# Point-guard landscape sits on second tier; article



## Da Grinch (Aug 17, 2002)

http://www.newsday.com/sports/basketball/knicks/ny-spberger295746234jun29,0,7314902.column




> The big names are Chauncey Billups and Baron Davis, but both are too pricey for the Knicks, who are committed to clearing cap space. Davis wants to come to New York, but a person familiar with Walsh's thinking said he doesn't see him as an affordable solution.
> 
> With the free-agent negotiating period opening Tuesday, Walsh already seems to have a point-guard target in mind. Most of the options are short-term fixes who won't break the bank.
> 
> ...


basically if this whats out there my list is this .

ellis
hinrich
carter

and maybe felton and mason , but i'm no longer willing to trade lee for felton, pretty much the only ones i think he should be dealt for are hinrich and ellis .


----------



## Da Grinch (Aug 17, 2002)

Also i am becoming more confident that crawford can do the job


----------



## TwinkieFoot (Jul 8, 2006)

I think John Salmons should be considered an option. He does everything fairly well except shoot the ball with range. He and Crawford would be a solid tandem in my opinion.


----------



## Da Grinch (Aug 17, 2002)

TwinkieFoot said:


> I think John Salmons should be considered an option. He does everything fairly well except shoot the ball with range. He and Crawford would be a solid tandem in my opinion.



they appear to want to keep him , but he is a decent player .

the bucks want get rid of charlie V , i'm thinking lee and collins for villanueva and sessions is fair .

skiles needs a 4 , i think he liked lee quite a bit before and him and paxson wanted him included in the curry deal, villanueva is more dantoni 4 and sessions has some talent to even things out .


----------



## TwinkieFoot (Jul 8, 2006)

Da Grinch said:


> they appear to want to keep him , but he is a decent player .
> 
> the bucks want get rid of charlie V , i'm thinking lee and collins for villanueva and sessions is fair .
> 
> skiles needs a 4 , i think he liked lee quite a bit before and him and paxson wanted him included in the curry deal, villanueva is more dantoni 4 and sessions has some talent to even things out .

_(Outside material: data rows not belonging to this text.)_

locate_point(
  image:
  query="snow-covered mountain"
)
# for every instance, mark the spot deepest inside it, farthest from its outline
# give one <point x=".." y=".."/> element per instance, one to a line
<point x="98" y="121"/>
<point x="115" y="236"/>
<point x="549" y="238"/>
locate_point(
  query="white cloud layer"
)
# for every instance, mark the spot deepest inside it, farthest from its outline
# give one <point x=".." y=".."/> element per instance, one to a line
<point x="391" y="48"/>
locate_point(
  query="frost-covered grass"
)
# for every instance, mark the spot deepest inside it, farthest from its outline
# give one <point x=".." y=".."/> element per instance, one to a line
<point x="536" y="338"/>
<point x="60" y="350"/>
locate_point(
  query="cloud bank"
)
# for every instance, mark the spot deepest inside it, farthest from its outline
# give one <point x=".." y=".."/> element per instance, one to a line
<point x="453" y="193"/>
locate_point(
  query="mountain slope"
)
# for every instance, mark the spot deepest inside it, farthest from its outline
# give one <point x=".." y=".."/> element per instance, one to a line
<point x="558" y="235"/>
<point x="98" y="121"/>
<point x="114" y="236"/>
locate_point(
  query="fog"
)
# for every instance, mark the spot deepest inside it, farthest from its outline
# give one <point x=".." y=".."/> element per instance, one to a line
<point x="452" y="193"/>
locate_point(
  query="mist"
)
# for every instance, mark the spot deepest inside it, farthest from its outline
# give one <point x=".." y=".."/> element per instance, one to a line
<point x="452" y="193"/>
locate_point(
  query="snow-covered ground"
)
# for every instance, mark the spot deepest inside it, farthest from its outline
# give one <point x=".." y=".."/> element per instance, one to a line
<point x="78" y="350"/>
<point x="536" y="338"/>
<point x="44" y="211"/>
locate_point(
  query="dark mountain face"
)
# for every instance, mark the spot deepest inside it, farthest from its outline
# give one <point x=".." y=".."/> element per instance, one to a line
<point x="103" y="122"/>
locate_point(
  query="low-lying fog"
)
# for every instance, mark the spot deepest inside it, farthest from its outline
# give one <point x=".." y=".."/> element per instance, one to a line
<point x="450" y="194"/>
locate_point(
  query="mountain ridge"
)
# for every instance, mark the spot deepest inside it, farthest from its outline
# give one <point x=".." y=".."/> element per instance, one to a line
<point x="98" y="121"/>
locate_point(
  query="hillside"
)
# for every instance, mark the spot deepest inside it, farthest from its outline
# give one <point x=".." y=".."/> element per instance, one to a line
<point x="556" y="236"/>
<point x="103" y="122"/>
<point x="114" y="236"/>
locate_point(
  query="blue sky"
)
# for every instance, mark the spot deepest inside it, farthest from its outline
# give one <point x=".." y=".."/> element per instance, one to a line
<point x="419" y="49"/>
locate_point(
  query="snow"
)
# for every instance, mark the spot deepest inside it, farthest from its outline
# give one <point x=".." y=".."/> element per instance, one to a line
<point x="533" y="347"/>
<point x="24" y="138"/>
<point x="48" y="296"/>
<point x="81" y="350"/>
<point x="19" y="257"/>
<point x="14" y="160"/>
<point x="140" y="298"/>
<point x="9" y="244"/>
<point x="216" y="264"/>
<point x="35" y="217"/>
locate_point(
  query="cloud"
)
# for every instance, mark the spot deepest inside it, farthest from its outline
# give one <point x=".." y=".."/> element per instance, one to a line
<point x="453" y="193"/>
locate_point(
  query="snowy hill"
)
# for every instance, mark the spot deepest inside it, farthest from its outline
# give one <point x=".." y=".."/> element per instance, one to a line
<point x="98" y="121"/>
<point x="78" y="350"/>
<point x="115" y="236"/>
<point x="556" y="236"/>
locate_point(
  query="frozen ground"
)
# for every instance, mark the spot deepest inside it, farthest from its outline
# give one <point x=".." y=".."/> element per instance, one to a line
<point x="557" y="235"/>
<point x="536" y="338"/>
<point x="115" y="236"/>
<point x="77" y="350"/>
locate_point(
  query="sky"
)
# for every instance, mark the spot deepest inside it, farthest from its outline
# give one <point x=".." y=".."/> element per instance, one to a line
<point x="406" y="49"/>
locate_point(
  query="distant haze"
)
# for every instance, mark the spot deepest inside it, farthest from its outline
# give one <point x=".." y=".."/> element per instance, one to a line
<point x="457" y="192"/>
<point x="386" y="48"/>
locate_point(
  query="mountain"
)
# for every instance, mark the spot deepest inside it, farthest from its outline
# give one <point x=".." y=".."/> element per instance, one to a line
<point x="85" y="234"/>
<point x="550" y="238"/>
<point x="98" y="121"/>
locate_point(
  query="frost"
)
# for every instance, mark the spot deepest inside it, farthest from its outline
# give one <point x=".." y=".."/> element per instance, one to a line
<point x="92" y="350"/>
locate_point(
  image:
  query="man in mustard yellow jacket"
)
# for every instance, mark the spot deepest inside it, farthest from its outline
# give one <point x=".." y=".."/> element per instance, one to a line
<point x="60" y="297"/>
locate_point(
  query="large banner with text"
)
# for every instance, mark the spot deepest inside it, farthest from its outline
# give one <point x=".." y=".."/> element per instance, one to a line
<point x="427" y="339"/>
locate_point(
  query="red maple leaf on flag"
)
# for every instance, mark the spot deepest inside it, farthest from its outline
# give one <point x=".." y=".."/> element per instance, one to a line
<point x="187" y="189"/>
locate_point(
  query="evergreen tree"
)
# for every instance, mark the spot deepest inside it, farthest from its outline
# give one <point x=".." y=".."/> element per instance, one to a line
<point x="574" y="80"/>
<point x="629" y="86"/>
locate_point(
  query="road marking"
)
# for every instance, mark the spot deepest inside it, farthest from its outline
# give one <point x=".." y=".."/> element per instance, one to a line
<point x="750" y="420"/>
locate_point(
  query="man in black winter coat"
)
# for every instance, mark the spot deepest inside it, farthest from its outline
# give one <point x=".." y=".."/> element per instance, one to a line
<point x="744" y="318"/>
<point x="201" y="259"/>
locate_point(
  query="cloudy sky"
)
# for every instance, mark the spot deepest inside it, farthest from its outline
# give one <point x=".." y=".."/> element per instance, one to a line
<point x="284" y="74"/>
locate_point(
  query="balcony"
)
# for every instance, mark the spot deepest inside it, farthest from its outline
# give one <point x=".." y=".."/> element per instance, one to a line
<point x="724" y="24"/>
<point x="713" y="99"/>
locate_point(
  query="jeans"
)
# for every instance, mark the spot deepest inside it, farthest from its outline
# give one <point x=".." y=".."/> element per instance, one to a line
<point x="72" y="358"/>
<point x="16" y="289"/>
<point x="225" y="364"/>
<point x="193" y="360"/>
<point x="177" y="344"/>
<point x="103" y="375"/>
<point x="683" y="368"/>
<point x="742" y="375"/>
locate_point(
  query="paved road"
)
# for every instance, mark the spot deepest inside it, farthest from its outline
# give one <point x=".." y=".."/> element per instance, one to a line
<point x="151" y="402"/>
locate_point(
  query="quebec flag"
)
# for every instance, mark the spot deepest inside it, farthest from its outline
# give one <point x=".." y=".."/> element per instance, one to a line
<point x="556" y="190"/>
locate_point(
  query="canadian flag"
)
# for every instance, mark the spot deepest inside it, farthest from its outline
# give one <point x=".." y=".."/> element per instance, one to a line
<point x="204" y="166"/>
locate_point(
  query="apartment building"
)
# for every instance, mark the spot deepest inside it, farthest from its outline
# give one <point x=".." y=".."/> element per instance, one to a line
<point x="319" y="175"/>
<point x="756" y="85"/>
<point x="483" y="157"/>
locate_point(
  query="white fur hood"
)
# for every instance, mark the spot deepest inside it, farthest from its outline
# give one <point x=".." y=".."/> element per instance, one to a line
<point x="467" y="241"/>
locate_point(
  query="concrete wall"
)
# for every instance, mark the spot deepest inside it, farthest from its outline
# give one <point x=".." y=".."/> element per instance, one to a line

Do you think Maurice Williams is a fit for D'Antoni? He's a pretty good passer and shooter. His contract is kinda lengthy but if we include Zach Randolph, that should be mute.


----------



## Truknicksfan (Mar 25, 2005)

> Also i am becoming more confident that crawford can do the job


I do like connection Curry and JC have but he is not a true PG. 

JC is a 6th man SG, but sadly on this team he is a starting SG.


----------



## Zuca (Dec 4, 2003)

I can see a Zach Randolph swap to Indiana for Troy Murphy and Jamaal Tinsley... Make sense for both teams.


----------



## USSKittyHawk (Jul 22, 2005)

^ I wouldn't mind that deal Zuca, but I don't think it's a good idea to bring Tinsley home.


----------



## Zuca (Dec 4, 2003)

USSKittyHawk said:


> ^ I wouldn't mind that deal Zuca, but I don't think it's a good idea to bring Tinsley home.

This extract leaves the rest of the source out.